Epistemic Insouciance

Dictionary.com defines insouciant as free from concern, worry or anxiety; carefree; nonchalant. To be epistemic insouciant then is to be carefree or nonchalant regarding knowledge. Epistemic insouciance can be characterized as a lack of concern regarding accurate information, true beliefs, and verifiable knowledge. Whether you know something or not, whether what you think you know is correct or not is of little concern.
In Vices of the Mind, Quassim Cassam writes the following about epistemic insouciance:
“Epistemic insouciance means not really caring about any of this [whether claims are grounded in reality or the evidence] and being excessively casual and nonchalant about the challenge of finding answers to complex questions, partly as a result of a tendency to view such questions as much less complex than they really are.”

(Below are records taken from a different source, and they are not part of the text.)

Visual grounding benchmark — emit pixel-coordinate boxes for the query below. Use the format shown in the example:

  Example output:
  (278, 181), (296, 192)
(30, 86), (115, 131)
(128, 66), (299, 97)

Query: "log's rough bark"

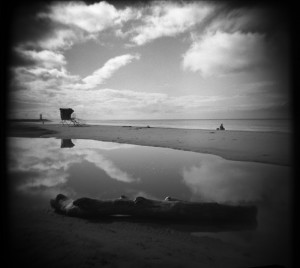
(50, 194), (257, 222)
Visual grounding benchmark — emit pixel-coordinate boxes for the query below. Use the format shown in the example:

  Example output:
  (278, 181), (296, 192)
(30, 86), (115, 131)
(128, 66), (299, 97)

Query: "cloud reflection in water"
(8, 138), (139, 196)
(183, 155), (290, 203)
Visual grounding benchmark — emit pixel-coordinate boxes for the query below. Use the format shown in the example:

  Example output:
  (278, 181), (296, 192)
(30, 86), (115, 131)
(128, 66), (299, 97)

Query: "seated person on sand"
(217, 123), (225, 130)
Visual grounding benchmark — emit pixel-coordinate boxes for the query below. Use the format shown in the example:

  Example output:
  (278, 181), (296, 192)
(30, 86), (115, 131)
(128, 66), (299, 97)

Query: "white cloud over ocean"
(10, 1), (289, 119)
(183, 31), (267, 77)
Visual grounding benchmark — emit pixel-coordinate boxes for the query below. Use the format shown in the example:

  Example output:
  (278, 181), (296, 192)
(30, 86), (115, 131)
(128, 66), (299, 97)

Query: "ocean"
(73, 119), (292, 132)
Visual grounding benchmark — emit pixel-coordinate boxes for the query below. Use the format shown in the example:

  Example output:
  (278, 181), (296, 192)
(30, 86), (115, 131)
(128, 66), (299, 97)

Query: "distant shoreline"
(8, 124), (292, 166)
(7, 119), (52, 123)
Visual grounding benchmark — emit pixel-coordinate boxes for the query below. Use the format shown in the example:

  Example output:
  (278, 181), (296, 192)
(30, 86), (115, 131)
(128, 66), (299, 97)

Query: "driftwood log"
(50, 194), (257, 222)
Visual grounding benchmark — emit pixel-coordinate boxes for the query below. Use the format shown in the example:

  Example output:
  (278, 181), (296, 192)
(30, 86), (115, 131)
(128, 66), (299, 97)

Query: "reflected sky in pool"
(8, 138), (291, 262)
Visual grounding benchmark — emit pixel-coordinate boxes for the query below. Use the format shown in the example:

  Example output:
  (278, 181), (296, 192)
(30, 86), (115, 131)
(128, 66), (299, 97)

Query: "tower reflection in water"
(60, 139), (75, 148)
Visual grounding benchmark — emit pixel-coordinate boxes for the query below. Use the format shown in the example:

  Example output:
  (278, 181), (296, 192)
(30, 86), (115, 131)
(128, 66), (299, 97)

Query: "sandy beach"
(8, 123), (292, 268)
(8, 124), (292, 166)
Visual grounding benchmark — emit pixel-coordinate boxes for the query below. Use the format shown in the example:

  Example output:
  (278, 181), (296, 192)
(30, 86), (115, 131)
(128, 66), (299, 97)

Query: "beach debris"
(50, 194), (257, 223)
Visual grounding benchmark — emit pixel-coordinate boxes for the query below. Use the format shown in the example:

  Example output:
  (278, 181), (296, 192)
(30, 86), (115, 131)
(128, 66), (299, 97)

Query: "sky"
(8, 1), (291, 119)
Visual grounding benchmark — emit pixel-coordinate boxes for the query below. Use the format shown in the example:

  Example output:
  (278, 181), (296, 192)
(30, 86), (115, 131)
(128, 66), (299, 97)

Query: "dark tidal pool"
(8, 138), (292, 266)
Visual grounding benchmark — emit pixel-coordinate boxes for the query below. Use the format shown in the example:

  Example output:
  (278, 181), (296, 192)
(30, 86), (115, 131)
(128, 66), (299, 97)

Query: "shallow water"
(8, 138), (291, 265)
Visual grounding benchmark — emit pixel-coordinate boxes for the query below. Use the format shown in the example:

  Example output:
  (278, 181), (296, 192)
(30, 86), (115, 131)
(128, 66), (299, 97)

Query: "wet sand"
(9, 124), (292, 166)
(8, 124), (291, 268)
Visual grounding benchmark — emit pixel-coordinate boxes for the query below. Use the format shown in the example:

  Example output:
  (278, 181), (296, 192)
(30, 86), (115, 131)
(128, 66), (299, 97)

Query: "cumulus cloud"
(127, 2), (212, 45)
(82, 54), (140, 88)
(39, 1), (140, 33)
(16, 47), (66, 68)
(182, 31), (267, 77)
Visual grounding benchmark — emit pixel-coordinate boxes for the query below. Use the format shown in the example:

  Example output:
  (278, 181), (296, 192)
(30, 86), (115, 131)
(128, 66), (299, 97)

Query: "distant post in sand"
(40, 114), (44, 125)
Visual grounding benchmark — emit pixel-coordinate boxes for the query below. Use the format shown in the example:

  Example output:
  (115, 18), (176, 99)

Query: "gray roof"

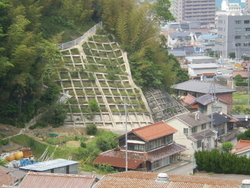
(172, 80), (236, 94)
(208, 113), (230, 126)
(175, 111), (212, 127)
(19, 159), (78, 172)
(188, 63), (219, 69)
(188, 129), (215, 141)
(168, 50), (186, 57)
(195, 94), (228, 106)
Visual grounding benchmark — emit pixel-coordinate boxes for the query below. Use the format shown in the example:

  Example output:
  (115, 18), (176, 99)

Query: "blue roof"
(200, 35), (218, 40)
(19, 159), (78, 172)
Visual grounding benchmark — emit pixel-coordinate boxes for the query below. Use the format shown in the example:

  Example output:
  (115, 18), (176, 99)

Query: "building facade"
(216, 12), (250, 59)
(171, 0), (216, 25)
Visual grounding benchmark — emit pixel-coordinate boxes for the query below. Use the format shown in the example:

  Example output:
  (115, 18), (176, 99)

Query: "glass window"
(234, 28), (241, 31)
(197, 140), (201, 148)
(183, 128), (188, 134)
(192, 127), (197, 133)
(234, 35), (241, 39)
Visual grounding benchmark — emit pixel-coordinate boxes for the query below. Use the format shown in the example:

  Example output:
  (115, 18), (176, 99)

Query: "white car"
(217, 71), (222, 75)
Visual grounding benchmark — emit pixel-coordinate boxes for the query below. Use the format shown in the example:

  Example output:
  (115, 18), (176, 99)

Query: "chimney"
(155, 173), (169, 183)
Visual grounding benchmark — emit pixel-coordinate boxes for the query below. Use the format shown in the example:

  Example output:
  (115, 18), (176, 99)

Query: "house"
(195, 94), (227, 115)
(232, 139), (250, 158)
(208, 113), (230, 137)
(188, 63), (219, 81)
(172, 80), (236, 112)
(94, 171), (242, 188)
(165, 111), (216, 154)
(93, 122), (185, 171)
(13, 172), (97, 188)
(19, 159), (78, 174)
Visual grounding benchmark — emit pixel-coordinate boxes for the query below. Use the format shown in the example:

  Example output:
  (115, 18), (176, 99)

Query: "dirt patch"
(0, 124), (22, 138)
(66, 140), (81, 148)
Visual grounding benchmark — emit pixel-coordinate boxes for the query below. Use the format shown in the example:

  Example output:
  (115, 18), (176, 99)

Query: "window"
(197, 140), (201, 148)
(234, 28), (241, 32)
(134, 144), (144, 151)
(183, 128), (188, 134)
(192, 127), (197, 133)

Cassam continues to define epistemic insouciance as an attitude vice, different from other epistemic vices in the book that he characterizes as thinking style vices or character trait vices. To demonstrate how it becomes an attitude vice, Cassam uses reporting from the Brexit campaign to demonstrate how a lack of concern over evidence and the impact of complex questions reflected an epistemically insouciant attitude. According to Cassam, reports indicated that Boris Johnson, current British Prime Minister, did not care much about the actual outcomes of the vote on remaining in or leaving the European Union. Johnson eventually wrote an article supporting the decision to leave, but he reportedly had an article written supporting the decision to remain had that option won in general election. His interests were in supporting the winning position, not in the hard work of trying to determine which side he should support and what the actual social, financial, and future impacts of the choices would be. He didn’t care about the evidence and information surrounding the decision, but rather that he looked like he was on the right side.

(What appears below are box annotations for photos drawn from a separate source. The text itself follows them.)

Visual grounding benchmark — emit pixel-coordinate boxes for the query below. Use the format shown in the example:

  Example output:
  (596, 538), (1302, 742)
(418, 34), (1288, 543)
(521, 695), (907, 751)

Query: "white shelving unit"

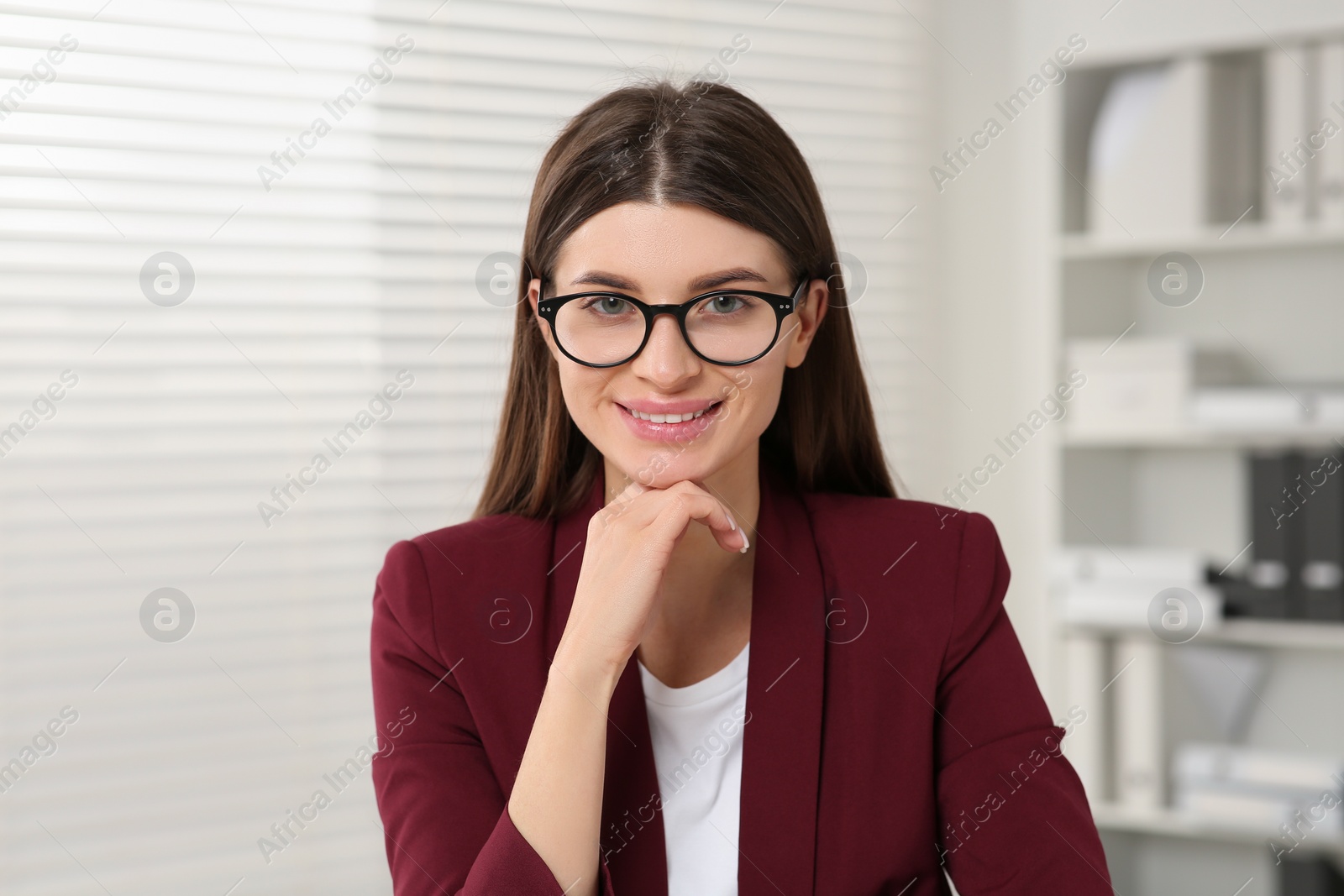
(1051, 24), (1344, 896)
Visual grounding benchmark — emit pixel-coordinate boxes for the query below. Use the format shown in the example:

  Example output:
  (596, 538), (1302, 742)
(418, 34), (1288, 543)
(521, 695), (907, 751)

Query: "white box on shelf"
(1263, 45), (1310, 227)
(1306, 386), (1344, 428)
(1064, 336), (1194, 435)
(1309, 40), (1344, 226)
(1110, 631), (1167, 809)
(1173, 784), (1297, 831)
(1050, 545), (1208, 584)
(1060, 579), (1223, 637)
(1189, 385), (1306, 430)
(1064, 631), (1111, 804)
(1087, 55), (1208, 237)
(1172, 741), (1344, 795)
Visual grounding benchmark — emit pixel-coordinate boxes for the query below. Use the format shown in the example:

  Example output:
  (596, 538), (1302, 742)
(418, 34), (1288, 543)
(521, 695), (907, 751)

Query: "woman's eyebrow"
(570, 267), (770, 293)
(690, 267), (770, 291)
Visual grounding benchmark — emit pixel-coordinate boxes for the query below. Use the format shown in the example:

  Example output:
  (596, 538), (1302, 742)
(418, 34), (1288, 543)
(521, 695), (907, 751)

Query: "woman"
(372, 82), (1110, 896)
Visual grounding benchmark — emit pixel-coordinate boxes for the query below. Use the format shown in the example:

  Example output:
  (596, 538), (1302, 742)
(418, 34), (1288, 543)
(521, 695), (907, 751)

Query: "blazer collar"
(547, 458), (825, 896)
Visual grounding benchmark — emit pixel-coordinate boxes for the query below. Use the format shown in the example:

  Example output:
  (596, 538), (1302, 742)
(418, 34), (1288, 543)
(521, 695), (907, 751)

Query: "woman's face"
(528, 202), (827, 488)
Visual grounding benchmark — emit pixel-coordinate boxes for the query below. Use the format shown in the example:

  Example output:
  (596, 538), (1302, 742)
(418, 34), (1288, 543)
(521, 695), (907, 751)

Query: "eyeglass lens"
(555, 294), (777, 364)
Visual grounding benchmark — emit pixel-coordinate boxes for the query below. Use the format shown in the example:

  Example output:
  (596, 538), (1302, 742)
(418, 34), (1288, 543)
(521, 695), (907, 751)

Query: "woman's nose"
(633, 314), (701, 381)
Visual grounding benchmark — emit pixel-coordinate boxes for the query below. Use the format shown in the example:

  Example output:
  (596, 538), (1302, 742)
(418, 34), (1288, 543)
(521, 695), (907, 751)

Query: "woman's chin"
(616, 450), (714, 489)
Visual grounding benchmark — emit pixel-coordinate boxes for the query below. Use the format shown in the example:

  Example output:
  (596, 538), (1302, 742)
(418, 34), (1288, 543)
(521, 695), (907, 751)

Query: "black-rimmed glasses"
(536, 277), (808, 367)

Epistemic insouciance is not limited to politicians. We can all be guilty of epistemic insouciance, and in some ways we cannot move through the world without it. At the moment, I need to make a decision regarding a transmission repair for a vehicle of mine. I have a lot of important concerns at the moment outside of this vehicle’s transmission. I have a lot of responsibilities and items that require my focus that I think are more important than the transmission issue. I am not interested in really evaluating any evidence to support the decision I eventually make for repairing the transmission or just getting rid of the vehicle. If I were not epistemically insouciant on this issue, I would research the costs more thoroughly, try to understand how much usage I can get out of the vehicle if I repair it, and consider alternatives such as what it could be sold for and what I would spend for a better vehicle. However, this is a lot of work for an item that is not a major concern for me at the moment. I can save the mental energy and attention for more important issues.

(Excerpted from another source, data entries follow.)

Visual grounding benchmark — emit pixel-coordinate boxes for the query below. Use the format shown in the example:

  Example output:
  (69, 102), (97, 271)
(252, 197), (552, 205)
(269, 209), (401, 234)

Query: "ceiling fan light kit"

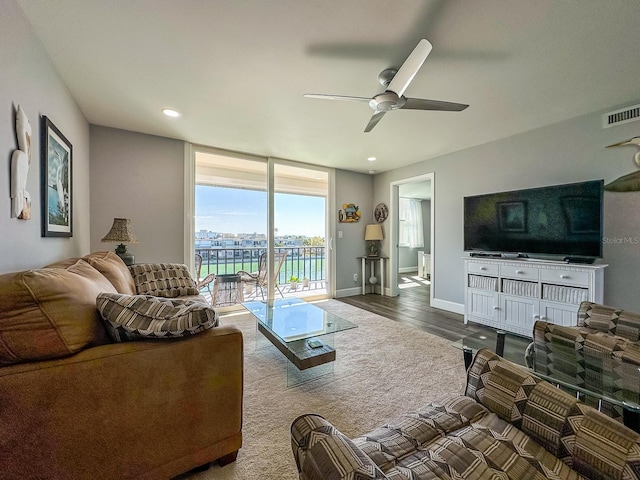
(305, 39), (469, 133)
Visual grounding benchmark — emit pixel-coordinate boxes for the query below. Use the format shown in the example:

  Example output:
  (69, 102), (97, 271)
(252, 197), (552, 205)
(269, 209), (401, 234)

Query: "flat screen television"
(464, 180), (604, 259)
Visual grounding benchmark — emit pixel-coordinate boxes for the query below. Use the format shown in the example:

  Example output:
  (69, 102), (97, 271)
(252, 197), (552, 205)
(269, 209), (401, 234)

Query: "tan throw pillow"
(82, 252), (136, 295)
(96, 293), (218, 342)
(0, 260), (116, 365)
(129, 263), (199, 298)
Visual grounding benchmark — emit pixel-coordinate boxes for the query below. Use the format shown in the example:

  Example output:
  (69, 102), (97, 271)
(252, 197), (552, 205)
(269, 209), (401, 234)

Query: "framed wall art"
(40, 115), (73, 237)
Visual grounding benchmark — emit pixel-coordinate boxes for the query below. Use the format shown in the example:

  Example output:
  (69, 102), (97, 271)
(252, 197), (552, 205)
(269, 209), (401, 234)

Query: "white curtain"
(399, 197), (424, 248)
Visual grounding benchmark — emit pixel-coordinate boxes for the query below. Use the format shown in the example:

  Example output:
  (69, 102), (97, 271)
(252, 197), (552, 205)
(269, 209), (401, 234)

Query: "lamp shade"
(102, 218), (138, 243)
(364, 223), (384, 240)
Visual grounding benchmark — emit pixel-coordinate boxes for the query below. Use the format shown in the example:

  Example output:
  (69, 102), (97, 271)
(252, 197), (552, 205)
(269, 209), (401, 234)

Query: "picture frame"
(497, 202), (527, 233)
(40, 115), (73, 237)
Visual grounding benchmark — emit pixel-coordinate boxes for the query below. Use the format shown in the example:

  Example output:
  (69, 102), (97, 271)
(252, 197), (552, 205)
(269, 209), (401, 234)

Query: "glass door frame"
(184, 142), (336, 301)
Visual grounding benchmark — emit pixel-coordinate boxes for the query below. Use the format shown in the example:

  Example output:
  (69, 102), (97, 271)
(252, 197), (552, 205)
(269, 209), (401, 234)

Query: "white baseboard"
(335, 287), (464, 315)
(431, 298), (464, 315)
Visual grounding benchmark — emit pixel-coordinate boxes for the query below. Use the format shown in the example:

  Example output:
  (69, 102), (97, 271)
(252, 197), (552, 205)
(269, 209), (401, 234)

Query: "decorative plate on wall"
(373, 203), (389, 223)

Our minds are limited. We cannot be experts in all areas and all decisions that we have to make. Some degree of epistemic insouciance is sometimes necessary, even if it can be financially costly. However, it is important that we recognize when we are being epistemically insouciant and that we try to understand the risks associated with this attitude in our decisions. We should ensure that we are not epistemically insouciant on the most important decisions in our lives, and we should try to clear out the mental clutter and habits that may make us epistemically insouciant on those important issues.